The key is to melt them enough to fuse together without burning the plastic. Apply the molten welding rod over the hole, ensuring that it fully covers and adheres to the tank’s surface.
Move steadily, while maintaining consistent heat to create a strong bond. As you keep welding, the plastic rod should melt and merge with your plastic gas tank, filling the hole completely.
Remember, be cautious when working with a welding kit, especially given that you’re welding on your car’s gas tank. Once you’re done welding or applying the epoxy putty, leave it to cure…
Step 6: Final Curing And Finishing
Different repair materials have varying curing times. Refer to the product instructions for the specific time required. During this curing period (either using the epoxy or weld kit), avoid moving or using the tank.
Ensure that the repair is fully cured before refilling the fuel tank with gas. Once it’s cured, you might notice some rough edges or excess material on your car’s plastic gas tank, such as residual epoxy putty.

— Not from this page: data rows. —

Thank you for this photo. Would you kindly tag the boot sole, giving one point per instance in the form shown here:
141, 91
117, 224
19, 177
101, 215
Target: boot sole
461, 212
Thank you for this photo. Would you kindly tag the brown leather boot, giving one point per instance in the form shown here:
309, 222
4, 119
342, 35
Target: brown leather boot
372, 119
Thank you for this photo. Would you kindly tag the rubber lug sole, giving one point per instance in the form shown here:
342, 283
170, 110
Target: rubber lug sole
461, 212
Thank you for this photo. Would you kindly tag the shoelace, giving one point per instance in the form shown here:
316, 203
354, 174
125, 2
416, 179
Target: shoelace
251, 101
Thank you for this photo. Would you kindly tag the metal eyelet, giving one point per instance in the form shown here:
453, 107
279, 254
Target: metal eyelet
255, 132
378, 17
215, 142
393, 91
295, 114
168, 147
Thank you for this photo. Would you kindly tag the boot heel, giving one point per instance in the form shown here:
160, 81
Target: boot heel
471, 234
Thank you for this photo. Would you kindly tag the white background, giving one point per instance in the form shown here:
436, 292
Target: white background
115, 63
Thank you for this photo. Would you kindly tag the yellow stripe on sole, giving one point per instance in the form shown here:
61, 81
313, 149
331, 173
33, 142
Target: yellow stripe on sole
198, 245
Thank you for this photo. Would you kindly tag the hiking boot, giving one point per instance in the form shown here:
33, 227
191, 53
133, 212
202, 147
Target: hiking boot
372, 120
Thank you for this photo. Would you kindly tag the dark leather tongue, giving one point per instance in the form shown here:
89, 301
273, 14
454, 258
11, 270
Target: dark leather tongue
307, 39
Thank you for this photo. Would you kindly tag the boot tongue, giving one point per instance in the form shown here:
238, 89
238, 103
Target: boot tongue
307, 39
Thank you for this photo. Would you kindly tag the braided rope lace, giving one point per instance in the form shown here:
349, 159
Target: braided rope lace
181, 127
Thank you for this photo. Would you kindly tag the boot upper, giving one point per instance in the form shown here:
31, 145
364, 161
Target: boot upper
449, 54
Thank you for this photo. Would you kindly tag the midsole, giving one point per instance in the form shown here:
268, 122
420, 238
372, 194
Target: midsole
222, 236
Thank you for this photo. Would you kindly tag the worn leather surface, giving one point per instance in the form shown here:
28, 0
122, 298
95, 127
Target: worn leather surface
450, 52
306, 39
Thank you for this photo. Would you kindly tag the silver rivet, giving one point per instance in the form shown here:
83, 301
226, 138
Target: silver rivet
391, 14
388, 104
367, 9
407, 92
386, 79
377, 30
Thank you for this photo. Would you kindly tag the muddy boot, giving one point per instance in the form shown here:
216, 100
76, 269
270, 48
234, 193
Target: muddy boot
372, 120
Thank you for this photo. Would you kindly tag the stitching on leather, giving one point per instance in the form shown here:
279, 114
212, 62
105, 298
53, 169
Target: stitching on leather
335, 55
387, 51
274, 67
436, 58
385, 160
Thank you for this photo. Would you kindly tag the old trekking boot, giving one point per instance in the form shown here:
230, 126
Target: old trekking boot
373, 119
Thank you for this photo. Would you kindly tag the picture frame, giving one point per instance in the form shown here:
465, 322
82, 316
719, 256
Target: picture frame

Use sandpaper to smooth these out, achieving a finish that blends nicely with the rest of your gas tank. For aesthetic purposes, you can apply paint that’s compatible with plastic surfaces, though this is optional.
Step 7: Testing For Any Leaks
Last but not least, before you call this a job well done, it’s advisable to test for any leaks. You can do this by applying soapy water around the repaired area and watching for bubbles when the tank is filled.
So, proceed by filling the gas tank with a small amount of fuel to check for any seepage. If the repair holds, you’ve successfully patched the hole. Within the next few days, continue to inspect for any leaks.